The First Heterogeneous Test: Three GPU Generations, Two Countries
Another unconventional result from this round was the first submission in MLPerf history using three different generations of AMD GPUs simultaneously. A configuration of MI300X, MI325X, and MI355X, assembled by Dell and MangoBoost, achieved 141,521 tokens per second in Server mode and 151,843 in Offline mode on Llama 2 70B.
A detail that makes this result particularly interesting: the MI355X was located in a Dell lab in the US, while the MI300X and MI325X were in Korea. This means the test was not just evaluating a mixed configuration but distributed inference across different geographical locations.
The practical significance here is clear: most companies don't overhaul their entire infrastructure at once.
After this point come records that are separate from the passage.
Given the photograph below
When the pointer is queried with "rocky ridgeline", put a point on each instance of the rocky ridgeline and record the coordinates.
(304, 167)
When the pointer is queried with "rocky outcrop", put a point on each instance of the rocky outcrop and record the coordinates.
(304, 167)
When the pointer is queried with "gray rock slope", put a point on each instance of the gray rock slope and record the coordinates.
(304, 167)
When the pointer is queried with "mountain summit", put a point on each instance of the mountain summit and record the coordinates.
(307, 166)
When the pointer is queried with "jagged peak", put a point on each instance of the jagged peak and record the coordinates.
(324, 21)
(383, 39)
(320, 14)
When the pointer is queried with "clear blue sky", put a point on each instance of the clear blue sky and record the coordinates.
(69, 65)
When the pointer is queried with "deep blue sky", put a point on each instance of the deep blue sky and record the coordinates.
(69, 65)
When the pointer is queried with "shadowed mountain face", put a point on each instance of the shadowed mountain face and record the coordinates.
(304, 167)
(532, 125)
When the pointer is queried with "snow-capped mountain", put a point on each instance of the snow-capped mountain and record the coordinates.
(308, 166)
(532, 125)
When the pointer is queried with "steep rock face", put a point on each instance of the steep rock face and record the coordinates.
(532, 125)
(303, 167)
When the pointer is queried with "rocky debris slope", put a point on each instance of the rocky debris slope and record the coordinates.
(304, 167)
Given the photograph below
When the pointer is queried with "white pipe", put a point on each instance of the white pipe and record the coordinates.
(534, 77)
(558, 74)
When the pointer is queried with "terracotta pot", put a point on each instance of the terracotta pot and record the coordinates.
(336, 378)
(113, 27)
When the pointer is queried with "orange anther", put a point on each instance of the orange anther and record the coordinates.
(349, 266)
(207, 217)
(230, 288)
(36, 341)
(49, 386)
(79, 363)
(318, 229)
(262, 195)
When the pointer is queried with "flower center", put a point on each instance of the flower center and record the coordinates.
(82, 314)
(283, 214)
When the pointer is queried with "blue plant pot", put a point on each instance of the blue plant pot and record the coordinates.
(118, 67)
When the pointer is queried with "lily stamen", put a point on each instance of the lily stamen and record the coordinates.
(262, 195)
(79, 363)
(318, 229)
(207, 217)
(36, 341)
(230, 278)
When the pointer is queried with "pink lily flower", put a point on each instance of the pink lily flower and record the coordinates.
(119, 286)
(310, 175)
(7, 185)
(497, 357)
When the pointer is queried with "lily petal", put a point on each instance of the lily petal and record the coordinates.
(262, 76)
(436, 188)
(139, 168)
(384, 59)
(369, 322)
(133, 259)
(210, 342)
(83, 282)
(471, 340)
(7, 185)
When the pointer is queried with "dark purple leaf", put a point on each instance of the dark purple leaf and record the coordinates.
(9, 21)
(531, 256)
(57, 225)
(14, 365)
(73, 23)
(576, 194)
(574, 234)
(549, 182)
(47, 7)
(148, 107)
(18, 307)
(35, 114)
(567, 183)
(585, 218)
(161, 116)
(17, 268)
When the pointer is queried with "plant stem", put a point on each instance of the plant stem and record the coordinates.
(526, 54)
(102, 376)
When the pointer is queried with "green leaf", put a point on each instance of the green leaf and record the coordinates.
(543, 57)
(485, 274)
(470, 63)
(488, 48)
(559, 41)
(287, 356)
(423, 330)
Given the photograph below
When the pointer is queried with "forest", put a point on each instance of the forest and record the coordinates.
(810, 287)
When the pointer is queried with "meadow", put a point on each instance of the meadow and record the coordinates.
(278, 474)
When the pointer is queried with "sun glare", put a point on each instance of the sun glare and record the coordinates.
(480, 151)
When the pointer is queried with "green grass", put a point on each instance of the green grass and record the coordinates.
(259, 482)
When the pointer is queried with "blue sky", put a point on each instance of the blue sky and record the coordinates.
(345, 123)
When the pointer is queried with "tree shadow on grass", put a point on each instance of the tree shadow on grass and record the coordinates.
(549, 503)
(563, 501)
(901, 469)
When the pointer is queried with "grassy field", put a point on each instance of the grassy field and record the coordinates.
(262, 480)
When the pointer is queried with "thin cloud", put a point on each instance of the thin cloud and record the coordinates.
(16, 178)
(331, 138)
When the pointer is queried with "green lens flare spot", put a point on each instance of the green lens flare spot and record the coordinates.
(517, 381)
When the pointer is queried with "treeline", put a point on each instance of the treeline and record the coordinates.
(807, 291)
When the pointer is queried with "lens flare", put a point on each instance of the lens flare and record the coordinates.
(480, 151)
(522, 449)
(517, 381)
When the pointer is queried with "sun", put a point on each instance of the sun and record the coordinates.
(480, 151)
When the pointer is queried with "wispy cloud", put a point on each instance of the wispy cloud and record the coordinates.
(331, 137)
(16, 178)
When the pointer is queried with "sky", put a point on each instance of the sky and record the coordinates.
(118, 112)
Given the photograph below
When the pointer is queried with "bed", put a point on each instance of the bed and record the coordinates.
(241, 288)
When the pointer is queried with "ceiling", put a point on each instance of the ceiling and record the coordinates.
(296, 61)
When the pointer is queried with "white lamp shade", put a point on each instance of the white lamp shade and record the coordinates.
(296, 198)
The ability to use different GPU generations in a single cluster is a scenario that real-world data centers constantly face.
What's Next
AMD is sticking to an annual update cycle for its Instinct lineup: the MI300X laid the foundation in 2023, the MI325X expanded on it in 2024, and the MI350 Series, including the MI355X, will add new data types and larger memory capacity in 2025. A transition to the MI400 series on the CDNA 5 architecture is planned for 2026, which is also tied to AMD Helios, a rack-scale solution for large-scale AI deployments.
In this context, MLPerf Inference 6.0 is not just a set of numbers but a demonstration that AMD is consistently moving towards cluster- and rack-scale infrastructure: with predictable hardware, reproducible results, and a software stack capable of operating in heterogeneous configurations.
The competition with NVIDIA remains uneven on many fronts – but the gap is narrowing, and the scope of supported tasks is broadening. And that in itself is worthy of attention.